The function f (x) = 1 / 2x ^ 2-alnx is known. When a = - 1, it is proved that the function f (x) increases monotonically on (0, + infinity). 2 find the extremum of F (x)

1）a=-1,f(x)=1/2* x^2+lnx
The domain is x > 0
In the domain, 1 / 2 x ^ 2 and LNX are monotone increasing functions, so f (x) is monotone increasing in the domain
2) Because f (x) increases monotonically, there is no extremum

It is known that f (x) = x + A / x ^ 2 + BX + 1 is an odd function (1) to find the value of a and B, and (2) to find the monotone interval of F (x)

Reserve knowledge:
1) Odd function:
Let the domain of definition of the function y = f (x) be D, and d be a symmetric set of numbers about the origin.

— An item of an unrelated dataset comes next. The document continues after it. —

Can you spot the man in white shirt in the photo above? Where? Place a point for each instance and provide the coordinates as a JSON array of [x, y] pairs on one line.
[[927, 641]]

If for any X in D, there is x ∈ D, and f (- x) = - f (x), then this function is called an odd function
2) Derivative:
In general, let y = f (x) be defined near the point x0 (x0-a, x0 + a);
When the increment of the independent variable Δ x = x-x0, Δ x → 0, the limit of the ratio of the function increment Δ y = f (x) - f (x0) to the increment of the independent variable exists and is limited, that is to say, the function f is differentiable at x0, which is called the (or rate of change) of F at x0
If the function f is differentiable at every point in the interval I, a new function with I as the domain of definition is obtained, denoted as f (x) 'or y', which is called the derivative of F for short
Geometric meaning of derivative f '(x0) of function y = f (x) at x0: it indicates the tangent slope of function curve at P0 [x0, f (x0)] (geometric meaning of derivative is the tangent slope of function curve at this point)
In general, we get a rule to judge the monotonicity of a function by its derivative: let y = f (x) be differentiable in (a, b). If f '(x) > 0 in (a, b), then f (x) increases monotonically in this interval (the tangent slope of the point increases, and the function curve becomes "steep" and ascending)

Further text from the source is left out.